39.
Die Ratlosigkeit wurde plötzlich von einem Miauen unterbrochen, dann steckte Garfield sein grantiges Gesicht ins Wohnzimmer. So guckte er immer, wenn ihn jemand beim Schlafen gestört hatte, also schien unsere hitzige Diskussion von eben ziemlich laut gewesen zu sein. Sobald er jedoch die beiden Stegis erblickte, schlug er sich scheinbar fassungslos seine Pfoten auf die Ohren und begann, seltsame Geräusche von sich zu geben. Er war genauso verwirrt wie wir. Aber Leo musste das Erscheinen des Katers ein noch größeres Rätsel aufgeben. "Hä?! Wie kommt Bastet hier her?", fragte er geschockt, stand auf und ging los, um Garfield zu uns zu holen. "Bastet? Da musst du jemanden verwechseln, das ist Garfield", warf ich ein. Wer war denn jetzt schon wieder Bastet und warum war das so schockierend für Leo?

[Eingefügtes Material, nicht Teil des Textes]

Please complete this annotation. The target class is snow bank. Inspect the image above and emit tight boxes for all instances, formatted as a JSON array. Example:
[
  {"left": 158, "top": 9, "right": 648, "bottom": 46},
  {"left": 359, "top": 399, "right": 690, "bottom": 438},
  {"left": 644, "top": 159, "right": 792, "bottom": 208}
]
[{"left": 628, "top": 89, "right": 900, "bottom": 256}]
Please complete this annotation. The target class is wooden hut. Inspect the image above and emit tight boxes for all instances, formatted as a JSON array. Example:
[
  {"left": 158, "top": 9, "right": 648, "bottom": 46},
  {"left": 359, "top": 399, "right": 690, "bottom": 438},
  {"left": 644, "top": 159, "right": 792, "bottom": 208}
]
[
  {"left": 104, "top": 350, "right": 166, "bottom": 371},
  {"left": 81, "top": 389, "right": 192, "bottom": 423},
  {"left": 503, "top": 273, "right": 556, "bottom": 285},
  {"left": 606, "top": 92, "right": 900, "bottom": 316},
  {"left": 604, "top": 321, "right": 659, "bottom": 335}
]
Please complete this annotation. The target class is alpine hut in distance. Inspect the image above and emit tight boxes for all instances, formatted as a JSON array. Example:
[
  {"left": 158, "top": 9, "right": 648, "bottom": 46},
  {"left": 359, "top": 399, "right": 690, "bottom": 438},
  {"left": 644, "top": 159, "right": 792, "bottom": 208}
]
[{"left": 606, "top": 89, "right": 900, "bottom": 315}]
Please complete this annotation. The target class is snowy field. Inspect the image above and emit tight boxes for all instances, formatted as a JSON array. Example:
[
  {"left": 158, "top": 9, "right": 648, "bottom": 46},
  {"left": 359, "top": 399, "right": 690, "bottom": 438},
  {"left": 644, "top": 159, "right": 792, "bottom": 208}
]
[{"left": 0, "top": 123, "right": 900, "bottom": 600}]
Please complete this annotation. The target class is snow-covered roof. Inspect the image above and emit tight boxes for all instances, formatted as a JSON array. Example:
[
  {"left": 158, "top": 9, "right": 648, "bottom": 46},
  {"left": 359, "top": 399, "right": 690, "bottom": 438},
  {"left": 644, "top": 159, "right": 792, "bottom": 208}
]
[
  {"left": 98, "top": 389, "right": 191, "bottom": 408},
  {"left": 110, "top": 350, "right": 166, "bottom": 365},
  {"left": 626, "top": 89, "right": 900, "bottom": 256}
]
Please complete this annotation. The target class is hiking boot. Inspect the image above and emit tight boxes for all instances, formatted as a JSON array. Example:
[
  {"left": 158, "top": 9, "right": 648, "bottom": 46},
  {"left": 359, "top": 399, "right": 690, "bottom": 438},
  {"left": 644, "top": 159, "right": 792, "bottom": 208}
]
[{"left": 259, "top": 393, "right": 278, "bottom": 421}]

Der orangene Flauschball schnupperte in die Richtung des fremden Nekos und ich war der festen Überzeugung, dass er mit Fauchen und Kratzen reagieren würde wie schon auf Stegi damals. Aber ich täuschte mich, er begann zu schnurren, sich an ihm zu reiben und ließ sich dann auch bereitwillig von ihm hochheben. Ich verstand die Welt nicht mehr...
"Garfield sagst du? Hmm, das ist seltsam... Sag mal Tim, hast du je irgendetwas bemerkt, dass er sich von anderen Katzen unterscheidet? Dass er sehr clever ist, zum Beispiel?"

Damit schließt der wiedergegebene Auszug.